Not for the first time , Agatha wondered about British Rail's use of the word 'terminate'. One just expected the train to blow apart. Why not just sat 'stops here'?

'If you want to make your mark on the village, Mrs Raisin, you could try becoming popular.' Agatha looked at him in amazement. Fame, money and power were surely the only things needed to make one's mark on the world. 'It comes slowly,' he said 'All you have to do is start to like people. If they like you back, that is a bonus.'

Tuesday, October 7, 2008

The World According To Bertie


For comfort food I turn to spaghetti bolognese, for comfort reading I turn to Alexander McCall Smith. As I started on the book I wrote those opening words in my blog posting and saved them for when the book was finished. A few days later the following paragraph written by Helen appeared in Helen and Ian's Book Blog : "People widely accept the concept of 'comfort food'. I wonder if anyone else has special books to which they turn and reread for comfort or inspiration?" Well I don't return to McCall Smith's books to re-read them (not yet anyway) and they don't inspire me But they are the spag bol of reading for me. They are undemanding, entertaining and, above all, comfortable. And for anyone with a knowledge and love of Edinburgh (as I do) the 44 Scotland Street and The Sunday Philosophy Club series are just that little bit more special.

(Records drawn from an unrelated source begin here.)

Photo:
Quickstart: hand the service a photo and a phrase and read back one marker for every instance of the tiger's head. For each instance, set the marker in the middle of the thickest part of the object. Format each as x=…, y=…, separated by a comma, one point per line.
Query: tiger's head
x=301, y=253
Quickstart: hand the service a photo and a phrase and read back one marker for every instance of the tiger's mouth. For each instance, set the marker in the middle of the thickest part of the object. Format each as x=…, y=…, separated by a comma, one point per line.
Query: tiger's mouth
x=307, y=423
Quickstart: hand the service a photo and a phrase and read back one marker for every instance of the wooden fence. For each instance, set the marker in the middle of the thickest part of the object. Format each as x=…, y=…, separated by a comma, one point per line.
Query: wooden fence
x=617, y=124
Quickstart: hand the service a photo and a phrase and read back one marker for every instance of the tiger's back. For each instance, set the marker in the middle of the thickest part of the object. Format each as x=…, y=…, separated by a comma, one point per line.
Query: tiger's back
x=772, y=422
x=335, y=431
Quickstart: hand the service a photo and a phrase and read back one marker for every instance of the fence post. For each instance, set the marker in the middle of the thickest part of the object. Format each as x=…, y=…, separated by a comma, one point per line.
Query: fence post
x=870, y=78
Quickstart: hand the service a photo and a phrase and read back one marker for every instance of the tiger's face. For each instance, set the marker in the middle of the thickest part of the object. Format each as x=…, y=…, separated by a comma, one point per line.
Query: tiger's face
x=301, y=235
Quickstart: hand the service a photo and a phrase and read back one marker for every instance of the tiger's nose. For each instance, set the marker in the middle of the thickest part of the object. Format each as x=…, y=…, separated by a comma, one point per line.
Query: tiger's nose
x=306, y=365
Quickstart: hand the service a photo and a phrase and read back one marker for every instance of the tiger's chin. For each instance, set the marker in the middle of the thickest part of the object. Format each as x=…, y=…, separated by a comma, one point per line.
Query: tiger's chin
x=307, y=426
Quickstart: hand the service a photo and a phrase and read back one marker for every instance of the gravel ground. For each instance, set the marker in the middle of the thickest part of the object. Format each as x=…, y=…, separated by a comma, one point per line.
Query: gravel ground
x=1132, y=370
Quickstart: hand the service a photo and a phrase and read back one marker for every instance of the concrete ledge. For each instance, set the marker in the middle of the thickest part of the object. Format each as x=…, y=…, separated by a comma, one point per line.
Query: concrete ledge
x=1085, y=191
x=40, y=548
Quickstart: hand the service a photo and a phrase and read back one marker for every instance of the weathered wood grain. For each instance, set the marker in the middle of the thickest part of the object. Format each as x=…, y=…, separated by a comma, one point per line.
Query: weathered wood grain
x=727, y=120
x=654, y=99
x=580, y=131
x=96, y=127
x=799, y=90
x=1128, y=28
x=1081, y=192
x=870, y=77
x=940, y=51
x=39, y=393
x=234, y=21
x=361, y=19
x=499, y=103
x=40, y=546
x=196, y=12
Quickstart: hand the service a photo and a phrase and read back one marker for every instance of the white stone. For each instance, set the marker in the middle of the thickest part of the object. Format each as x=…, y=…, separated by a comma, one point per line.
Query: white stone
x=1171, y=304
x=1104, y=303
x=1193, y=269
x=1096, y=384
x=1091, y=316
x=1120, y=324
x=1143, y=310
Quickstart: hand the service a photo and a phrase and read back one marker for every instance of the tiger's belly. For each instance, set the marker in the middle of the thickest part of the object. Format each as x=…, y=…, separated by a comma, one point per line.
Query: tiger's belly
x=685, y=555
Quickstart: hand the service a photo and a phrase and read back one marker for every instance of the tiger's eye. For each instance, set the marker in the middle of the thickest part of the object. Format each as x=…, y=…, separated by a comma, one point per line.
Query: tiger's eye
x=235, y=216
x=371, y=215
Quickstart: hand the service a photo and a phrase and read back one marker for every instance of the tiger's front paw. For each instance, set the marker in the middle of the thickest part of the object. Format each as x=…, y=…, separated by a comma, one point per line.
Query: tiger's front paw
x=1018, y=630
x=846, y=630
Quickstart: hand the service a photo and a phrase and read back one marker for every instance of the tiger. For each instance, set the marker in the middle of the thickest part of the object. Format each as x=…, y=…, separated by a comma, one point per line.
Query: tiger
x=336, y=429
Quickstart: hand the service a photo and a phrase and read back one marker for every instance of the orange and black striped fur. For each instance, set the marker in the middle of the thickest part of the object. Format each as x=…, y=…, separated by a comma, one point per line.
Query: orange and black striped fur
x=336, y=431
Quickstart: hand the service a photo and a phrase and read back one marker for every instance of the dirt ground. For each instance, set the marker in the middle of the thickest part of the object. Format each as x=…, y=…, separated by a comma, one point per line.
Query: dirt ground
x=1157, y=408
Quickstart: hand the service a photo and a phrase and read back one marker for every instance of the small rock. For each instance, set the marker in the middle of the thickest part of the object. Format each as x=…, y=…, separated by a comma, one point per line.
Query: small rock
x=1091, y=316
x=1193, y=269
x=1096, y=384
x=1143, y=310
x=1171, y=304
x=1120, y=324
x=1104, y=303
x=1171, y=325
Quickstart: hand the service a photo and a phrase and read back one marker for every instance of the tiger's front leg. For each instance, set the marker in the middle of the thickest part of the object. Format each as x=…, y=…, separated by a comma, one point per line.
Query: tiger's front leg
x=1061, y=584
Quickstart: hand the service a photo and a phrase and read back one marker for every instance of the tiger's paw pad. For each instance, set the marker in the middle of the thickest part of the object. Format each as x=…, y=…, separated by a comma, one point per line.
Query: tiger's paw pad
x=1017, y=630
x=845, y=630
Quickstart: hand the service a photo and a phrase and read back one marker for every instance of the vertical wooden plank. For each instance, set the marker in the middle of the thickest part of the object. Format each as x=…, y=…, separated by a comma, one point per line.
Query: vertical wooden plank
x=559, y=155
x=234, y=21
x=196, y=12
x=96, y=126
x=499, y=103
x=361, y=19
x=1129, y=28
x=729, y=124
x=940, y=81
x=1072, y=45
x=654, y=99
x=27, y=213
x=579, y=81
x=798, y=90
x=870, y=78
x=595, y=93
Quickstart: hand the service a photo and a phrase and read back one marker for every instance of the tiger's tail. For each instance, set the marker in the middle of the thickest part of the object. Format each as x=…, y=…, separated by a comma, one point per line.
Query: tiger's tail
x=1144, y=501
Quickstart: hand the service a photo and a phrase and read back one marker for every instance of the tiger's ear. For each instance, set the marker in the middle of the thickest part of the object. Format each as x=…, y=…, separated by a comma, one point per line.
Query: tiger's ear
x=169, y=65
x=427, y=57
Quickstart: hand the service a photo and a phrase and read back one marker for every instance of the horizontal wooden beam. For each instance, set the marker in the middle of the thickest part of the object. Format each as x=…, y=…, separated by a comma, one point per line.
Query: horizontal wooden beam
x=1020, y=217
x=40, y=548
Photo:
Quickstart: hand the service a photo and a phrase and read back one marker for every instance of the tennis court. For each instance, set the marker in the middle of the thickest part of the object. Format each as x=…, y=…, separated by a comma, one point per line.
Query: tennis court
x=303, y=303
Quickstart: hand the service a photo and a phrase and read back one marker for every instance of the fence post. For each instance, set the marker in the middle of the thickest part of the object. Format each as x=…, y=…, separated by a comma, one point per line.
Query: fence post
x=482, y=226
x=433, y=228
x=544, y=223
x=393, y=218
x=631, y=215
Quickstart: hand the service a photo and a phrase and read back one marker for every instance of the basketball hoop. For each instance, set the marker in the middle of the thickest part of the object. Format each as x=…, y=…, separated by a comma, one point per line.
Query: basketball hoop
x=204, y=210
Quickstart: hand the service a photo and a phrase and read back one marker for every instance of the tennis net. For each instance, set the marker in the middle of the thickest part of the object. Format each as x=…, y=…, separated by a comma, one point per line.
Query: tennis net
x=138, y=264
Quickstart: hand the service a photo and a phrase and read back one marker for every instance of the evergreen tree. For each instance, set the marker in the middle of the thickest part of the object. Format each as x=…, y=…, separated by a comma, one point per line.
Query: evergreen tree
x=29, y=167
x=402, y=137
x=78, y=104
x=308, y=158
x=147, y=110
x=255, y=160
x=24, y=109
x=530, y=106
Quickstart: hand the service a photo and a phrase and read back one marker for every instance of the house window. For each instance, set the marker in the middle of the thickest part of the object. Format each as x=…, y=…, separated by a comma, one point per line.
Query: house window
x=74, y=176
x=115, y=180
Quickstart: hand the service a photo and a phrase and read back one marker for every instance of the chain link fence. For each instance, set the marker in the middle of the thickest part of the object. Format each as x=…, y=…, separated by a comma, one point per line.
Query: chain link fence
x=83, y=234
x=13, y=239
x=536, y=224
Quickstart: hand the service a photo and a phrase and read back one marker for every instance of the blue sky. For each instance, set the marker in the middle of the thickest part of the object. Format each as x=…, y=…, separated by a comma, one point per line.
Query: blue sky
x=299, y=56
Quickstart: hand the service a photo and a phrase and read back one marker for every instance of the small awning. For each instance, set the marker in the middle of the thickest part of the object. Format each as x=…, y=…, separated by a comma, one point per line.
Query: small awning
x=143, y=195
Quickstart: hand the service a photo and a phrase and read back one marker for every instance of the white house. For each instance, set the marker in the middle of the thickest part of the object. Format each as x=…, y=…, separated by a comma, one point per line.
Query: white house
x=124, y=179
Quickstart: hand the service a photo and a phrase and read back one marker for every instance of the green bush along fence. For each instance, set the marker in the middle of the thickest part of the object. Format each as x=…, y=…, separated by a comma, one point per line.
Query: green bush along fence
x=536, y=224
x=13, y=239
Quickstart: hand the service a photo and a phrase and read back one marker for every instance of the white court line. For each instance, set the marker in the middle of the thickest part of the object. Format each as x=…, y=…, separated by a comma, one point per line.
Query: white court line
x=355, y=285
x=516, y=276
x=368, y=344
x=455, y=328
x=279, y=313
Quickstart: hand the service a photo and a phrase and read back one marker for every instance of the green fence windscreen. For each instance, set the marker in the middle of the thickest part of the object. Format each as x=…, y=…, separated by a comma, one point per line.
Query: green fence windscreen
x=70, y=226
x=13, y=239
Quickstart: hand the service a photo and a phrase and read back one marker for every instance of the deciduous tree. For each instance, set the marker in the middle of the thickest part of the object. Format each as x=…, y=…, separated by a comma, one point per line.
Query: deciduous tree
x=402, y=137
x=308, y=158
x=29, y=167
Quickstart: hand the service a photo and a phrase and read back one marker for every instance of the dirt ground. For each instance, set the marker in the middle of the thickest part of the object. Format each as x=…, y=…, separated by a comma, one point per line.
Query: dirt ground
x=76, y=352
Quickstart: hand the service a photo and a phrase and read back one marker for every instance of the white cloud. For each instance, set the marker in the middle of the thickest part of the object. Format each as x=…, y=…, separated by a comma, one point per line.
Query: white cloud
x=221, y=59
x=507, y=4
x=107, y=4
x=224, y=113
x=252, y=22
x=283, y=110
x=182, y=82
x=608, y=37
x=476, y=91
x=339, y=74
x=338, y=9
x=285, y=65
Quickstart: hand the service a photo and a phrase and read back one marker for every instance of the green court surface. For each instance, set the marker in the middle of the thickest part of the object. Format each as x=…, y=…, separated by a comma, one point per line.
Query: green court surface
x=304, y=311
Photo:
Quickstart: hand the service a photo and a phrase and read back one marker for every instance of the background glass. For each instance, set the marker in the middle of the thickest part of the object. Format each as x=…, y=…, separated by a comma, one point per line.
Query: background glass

Having said that there is something about The World According to Bertie (the fourth in the 44 Scotland Steet series) which seems to me to be rather self-indulgent on the Author's part. McCall Smith is an exceptional man - that cannot be denied. He was, amongst other things, Professor of Medical Law at the University of Edinburgh and served on national and international bioethics bodies until he gave it up in 1999 to concentrate on writing fiction after the global recognition of The No 1 Ladies Detective Agency series. However in this book his desire to show off his exceptional knowledge occasionally grates and appears to have been done for no other reason than to show that he has that knowledge.

That won't stop me reading the next one and the one after that. I love spag bol too much.
Quotes:

People who do that [decide that Edinburgh is too small for them and move to London] often then discover that London is too big for them, much to the amusement of those who stayed behind in Edinburgh in the belief that it was just the right size for them.

Money, education - these give you freedom, but they can take you away from your roots, your place.

We are here [in life] and by and large we seem to have a need to continue. In that case, the real question to be addressed is: how are we going to make the experience of being here as fulfilling, as good as possible?

...the English are half mad when they think nobody's looking.

Unhappiness in childhood was worse than the unhappiness one encountered in later life; it was so complete, so seemingly without end.

What if? Big Lou's answer came quickly: One did not engage in such idle speculation in Arbroath. 'No point thinking about that,' she said 'It didn't happen'.

...for most of us nothing very much happens; that is our life.

But was it better, he wondered, to be trapped [in a marriage] with a Porsche or not trapped without a Porsche?

Do you remember his book-distressing service for the nouveau riche? [CJ that would be a really good idea for you.]